7. Challenges of CNN

Convolutional neural networks (CNNs) have performed extraordinarily in image processing and several other vision-related tasks [34]. However, CNN has some issues and limitations which need to be addressed like CNNs are based on a supervised learning mechanism, and therefore, they need a large amount of data for training. Sometimes, it is quite challenging [35]. The selection of hyperparameters has a significant impact on the performance of CNN. The minor change in values of the hyperparameter may affect the overall performance of a CNN [36]. So, careful selection of parameters is a significant design issue that needs to be addressed through some suitable optimization strategy [37]. Powerful hardware like GPU is required for the training of CNN. However, there is still a gap to implement it on smart devices [38]. Architecture-wise limitations and benefits are briefly discussed in Table 3.

8. Future Directions

As discussed in the above sections, creating suitable architecture of convolutional neural network depends upon the combination of convolution layers, number of pooling layers, number of filters, filter size, stride rate, and place of pooling layer, and all these parameters affect a lot on performance of classification in terms of accuracy, misrate, precision, and recall.

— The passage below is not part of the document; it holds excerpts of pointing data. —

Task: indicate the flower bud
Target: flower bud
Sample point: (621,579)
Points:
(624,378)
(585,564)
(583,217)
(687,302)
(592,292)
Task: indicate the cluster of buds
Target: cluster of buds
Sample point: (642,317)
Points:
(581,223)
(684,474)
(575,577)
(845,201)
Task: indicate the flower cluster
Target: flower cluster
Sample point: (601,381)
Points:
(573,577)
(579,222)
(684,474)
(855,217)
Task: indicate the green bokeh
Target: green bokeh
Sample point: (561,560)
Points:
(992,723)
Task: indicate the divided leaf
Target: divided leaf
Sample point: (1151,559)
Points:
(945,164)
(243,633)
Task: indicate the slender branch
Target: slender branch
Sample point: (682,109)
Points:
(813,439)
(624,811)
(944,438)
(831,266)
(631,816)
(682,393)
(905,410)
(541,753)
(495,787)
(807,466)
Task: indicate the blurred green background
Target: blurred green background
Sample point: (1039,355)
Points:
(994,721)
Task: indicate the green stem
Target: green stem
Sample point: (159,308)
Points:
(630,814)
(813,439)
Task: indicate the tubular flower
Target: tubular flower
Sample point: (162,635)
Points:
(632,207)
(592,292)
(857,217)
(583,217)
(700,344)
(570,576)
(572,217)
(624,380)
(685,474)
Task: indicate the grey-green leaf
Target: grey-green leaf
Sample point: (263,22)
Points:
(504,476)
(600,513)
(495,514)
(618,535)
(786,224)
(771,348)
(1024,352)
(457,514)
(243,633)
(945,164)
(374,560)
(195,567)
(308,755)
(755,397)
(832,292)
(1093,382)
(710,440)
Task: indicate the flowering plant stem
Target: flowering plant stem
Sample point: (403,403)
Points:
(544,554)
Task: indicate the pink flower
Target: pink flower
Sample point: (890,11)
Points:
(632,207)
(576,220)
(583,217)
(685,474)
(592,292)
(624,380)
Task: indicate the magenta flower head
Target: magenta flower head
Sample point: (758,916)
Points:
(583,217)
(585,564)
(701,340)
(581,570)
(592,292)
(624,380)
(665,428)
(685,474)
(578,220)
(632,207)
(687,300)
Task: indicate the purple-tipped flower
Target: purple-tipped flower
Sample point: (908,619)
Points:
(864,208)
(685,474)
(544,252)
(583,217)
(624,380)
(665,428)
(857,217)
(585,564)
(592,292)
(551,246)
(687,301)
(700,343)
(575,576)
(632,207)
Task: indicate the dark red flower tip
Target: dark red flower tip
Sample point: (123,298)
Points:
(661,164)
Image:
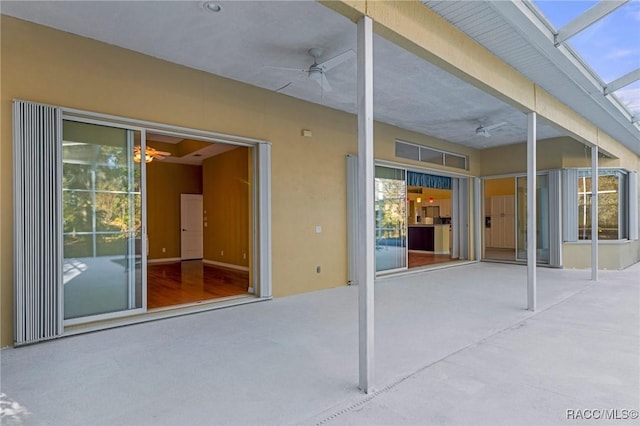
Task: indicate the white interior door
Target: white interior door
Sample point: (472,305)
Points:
(191,226)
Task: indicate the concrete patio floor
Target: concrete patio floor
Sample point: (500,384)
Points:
(453,346)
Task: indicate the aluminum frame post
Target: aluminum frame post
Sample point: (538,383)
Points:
(366,226)
(531,212)
(594,213)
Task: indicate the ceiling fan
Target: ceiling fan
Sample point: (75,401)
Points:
(484,130)
(317,71)
(150,154)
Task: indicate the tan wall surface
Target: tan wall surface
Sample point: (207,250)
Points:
(500,186)
(308,174)
(610,255)
(165,183)
(226,192)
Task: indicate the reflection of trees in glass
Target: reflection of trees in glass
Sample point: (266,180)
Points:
(390,208)
(608,207)
(101,194)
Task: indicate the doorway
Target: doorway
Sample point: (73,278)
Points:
(505,224)
(199,227)
(416,216)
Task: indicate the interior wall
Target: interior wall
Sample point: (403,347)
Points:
(165,183)
(226,192)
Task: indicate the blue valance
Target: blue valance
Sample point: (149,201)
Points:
(428,181)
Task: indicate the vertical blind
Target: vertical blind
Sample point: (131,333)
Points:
(37,170)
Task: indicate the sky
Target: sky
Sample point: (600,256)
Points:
(611,46)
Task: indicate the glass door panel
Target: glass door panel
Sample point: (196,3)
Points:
(542,214)
(102,220)
(391,223)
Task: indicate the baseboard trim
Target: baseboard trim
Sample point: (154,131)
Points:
(164,260)
(225,265)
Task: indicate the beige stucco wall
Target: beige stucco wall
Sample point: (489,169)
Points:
(611,255)
(309,177)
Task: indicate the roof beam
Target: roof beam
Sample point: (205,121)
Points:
(588,18)
(623,81)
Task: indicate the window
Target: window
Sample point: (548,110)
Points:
(430,155)
(612,205)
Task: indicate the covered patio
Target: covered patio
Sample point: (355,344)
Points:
(453,346)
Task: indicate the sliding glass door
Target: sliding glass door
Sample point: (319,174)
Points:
(391,222)
(542,214)
(102,214)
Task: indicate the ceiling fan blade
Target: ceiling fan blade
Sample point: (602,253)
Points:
(495,126)
(326,87)
(337,60)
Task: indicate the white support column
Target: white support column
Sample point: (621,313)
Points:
(478,219)
(594,213)
(531,212)
(366,177)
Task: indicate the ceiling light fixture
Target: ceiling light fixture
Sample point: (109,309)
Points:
(210,6)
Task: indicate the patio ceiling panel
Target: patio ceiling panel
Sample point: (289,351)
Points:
(524,44)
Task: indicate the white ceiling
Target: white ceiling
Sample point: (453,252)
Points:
(247,38)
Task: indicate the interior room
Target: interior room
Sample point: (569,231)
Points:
(198,221)
(429,213)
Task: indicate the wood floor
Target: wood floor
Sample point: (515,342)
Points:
(191,281)
(425,259)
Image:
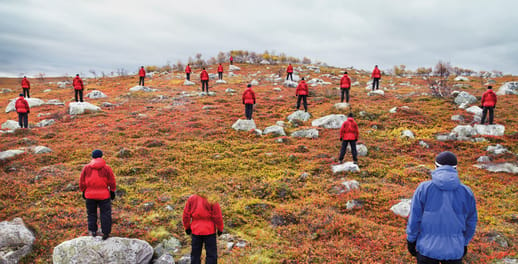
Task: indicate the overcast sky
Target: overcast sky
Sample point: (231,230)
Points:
(74,36)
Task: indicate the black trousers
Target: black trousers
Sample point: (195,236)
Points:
(23,120)
(375,83)
(344,149)
(211,249)
(105,207)
(346,92)
(249,109)
(486,109)
(305,101)
(26,92)
(426,260)
(205,84)
(79,93)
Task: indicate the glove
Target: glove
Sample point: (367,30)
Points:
(411,248)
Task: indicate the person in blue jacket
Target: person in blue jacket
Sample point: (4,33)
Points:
(443,216)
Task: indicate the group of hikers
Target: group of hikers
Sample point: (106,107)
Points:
(443,213)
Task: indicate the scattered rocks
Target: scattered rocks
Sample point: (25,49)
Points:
(95,250)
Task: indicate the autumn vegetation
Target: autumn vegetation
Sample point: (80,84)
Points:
(278,195)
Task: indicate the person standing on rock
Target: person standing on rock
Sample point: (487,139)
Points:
(188,72)
(78,88)
(202,219)
(204,77)
(97,183)
(443,215)
(248,99)
(289,72)
(26,86)
(220,72)
(376,76)
(302,94)
(23,110)
(345,87)
(349,136)
(488,105)
(142,76)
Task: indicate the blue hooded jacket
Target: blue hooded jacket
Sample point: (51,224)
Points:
(443,216)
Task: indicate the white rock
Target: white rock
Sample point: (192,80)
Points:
(95,250)
(330,121)
(402,208)
(78,108)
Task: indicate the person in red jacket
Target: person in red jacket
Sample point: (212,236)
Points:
(202,219)
(220,72)
(188,72)
(248,99)
(345,87)
(289,70)
(78,88)
(349,135)
(302,94)
(376,76)
(142,76)
(204,77)
(26,85)
(97,183)
(488,105)
(23,110)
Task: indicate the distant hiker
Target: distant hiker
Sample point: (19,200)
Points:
(78,88)
(345,86)
(376,76)
(188,72)
(302,94)
(249,101)
(142,75)
(23,110)
(289,70)
(349,135)
(488,105)
(220,72)
(443,215)
(202,219)
(204,77)
(26,85)
(97,183)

Suitable parameter selection is purely handcrafted which takes lots of time and high computation powers like GPUs for training and testing combination of parameters again and again. In the future, we are planning to develop an algorithm based on swarm intelligence for the selection of structural parameters automatically.

9. Conclusion

A convolutional neural network is considered one of the best techniques for vision-related tasks. Researchers have contributed a lot in the last several years. Multiple CNN architectures are proposed as per the need of its application and issue in existing CNN architecture. The improvements in CNN can be classified as activation, loss function, optimization, regularisation, learning algorithms, and architectural advances. This work examines current advancements in CNN architectures, focusing on processing unit design trends, and proposes a taxonomy for contemporary CNN designs. This article discusses the history of CNNs, their uses, problems, and prospects in addition to categorizing CNNs into several classes.

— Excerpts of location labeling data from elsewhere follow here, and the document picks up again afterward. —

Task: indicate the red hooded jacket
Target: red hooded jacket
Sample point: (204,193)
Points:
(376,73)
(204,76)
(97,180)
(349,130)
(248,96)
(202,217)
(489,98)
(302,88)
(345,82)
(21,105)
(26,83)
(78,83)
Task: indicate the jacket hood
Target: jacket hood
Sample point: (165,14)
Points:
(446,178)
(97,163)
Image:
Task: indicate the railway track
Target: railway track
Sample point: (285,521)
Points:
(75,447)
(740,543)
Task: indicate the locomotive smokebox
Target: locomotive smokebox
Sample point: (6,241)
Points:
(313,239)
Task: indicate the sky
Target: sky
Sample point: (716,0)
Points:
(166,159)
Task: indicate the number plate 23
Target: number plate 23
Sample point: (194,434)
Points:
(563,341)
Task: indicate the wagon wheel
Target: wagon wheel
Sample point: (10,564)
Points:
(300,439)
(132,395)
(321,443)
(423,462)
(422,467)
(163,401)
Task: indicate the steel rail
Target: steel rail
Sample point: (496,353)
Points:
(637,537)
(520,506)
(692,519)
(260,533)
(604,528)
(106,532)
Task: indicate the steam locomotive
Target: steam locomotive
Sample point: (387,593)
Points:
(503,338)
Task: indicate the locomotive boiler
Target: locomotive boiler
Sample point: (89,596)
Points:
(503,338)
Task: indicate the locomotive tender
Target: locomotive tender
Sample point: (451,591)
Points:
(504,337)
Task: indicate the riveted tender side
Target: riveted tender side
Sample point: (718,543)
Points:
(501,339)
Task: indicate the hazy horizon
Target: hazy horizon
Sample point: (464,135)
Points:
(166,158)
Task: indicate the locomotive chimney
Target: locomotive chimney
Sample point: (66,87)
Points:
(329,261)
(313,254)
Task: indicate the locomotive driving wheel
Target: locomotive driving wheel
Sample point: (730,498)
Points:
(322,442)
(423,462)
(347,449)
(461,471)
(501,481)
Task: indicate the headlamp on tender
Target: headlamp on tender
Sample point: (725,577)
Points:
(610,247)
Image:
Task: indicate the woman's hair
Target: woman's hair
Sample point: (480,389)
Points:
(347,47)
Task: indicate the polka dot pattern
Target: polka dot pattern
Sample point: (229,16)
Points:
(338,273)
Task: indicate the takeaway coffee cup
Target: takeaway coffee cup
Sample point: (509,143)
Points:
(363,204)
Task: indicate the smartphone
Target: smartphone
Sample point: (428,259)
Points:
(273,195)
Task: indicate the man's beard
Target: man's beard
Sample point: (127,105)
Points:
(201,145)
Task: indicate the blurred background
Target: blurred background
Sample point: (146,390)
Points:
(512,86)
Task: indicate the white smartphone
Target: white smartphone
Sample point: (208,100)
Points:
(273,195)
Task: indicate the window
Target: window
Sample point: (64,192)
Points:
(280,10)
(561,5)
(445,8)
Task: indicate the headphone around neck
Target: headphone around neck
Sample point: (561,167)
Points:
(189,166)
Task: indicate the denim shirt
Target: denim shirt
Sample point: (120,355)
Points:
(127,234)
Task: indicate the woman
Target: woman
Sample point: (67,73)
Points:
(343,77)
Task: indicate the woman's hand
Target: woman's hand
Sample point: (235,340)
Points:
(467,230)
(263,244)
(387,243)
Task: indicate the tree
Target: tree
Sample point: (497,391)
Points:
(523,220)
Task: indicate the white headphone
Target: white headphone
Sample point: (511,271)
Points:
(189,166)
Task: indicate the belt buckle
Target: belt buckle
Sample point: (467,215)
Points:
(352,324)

By utilizing depth and other structural improvements, CNN’s learning ability has dramatically enhanced over time. The greatest gain in CNN performance has been noticed in recent research by substituting the usual layer structure with blocks. The creation of novel and effective block designs is now one of the themes of study in CNN architectures. A block in a network can play the function of an auxiliary learner. To increase performance, these auxiliary learners may use spatial or feature-map information or even boost input channels. By enabling problem-aware learning, these blocks significantly improve CNN performance.

Data Availability

The dataset used to support the findings of this study is available from the corresponding authors upon request.

Conflicts of Interest

The authors declare that they have no conflicts of interest.

.